Supply chain emission reporting on the rise

8 October 2009

9 October 2009 | Jake Kanter

UK companies have "significantly increased" the reporting of emissions released by vendors in their supply chain, according to the Carbon Disclosure Project (CDP).

The not-for-profit organisation's annual review of FTSE-350 firms found total "scope three" carbon output - which covers greenhouse gases produced by the supply chain or caused by business travel - reached 2.87 billion tonnes in 2009.

This was 12 per cent more than in the same period last year. The increase in reporting was mainly the result of advances in tracking and management of emissions. The energy sector was the biggest indirect polluter, accounting for 45 per cent of total supply chain carbon output.

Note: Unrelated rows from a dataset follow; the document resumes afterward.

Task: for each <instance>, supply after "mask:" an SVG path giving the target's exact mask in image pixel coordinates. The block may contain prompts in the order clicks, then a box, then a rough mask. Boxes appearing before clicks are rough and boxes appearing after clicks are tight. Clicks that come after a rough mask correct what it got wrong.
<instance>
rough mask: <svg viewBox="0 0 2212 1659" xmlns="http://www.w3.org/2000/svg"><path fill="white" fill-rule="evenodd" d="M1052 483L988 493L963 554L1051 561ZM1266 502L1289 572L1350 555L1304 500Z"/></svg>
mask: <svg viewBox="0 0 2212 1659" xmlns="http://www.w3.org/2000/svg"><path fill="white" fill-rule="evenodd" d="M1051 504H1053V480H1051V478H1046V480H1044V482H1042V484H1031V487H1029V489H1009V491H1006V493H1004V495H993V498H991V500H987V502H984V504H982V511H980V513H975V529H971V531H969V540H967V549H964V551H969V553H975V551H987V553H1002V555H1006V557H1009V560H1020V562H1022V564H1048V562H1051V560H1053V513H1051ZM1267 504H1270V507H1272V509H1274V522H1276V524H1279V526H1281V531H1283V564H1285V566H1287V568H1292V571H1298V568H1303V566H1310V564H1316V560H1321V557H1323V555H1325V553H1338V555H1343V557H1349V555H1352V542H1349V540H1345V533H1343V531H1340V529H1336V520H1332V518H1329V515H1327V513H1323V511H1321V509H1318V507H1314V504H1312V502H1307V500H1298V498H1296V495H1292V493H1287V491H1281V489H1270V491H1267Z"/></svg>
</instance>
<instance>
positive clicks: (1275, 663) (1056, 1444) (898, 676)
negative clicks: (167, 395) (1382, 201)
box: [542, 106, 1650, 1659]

Speaking at the launch of the report yesterday, environment secretary Hilary Benn said he expects to see further private sector improvement on measuring indirect emissions in future. He also championed video-conferencing technology as a means of reducing greenhouse gases associated with business travel.

CDP chief executive Paul Dickinson told SM buyers are now tougher on supplier emissions because it can help reduce costs in the economic downturn. "Procurement has a duty to look under the hood and see how much supplier energy use costs so it can identify more efficient manufacturing processes," he said.

Among the firms leading the way in reporting emissions were National Grid, Royal Dutch Shell and Tesco. The CDP received 236 responses from FTSE-350 firms and said the standard of emission reporting had increased dramatically over the past four years.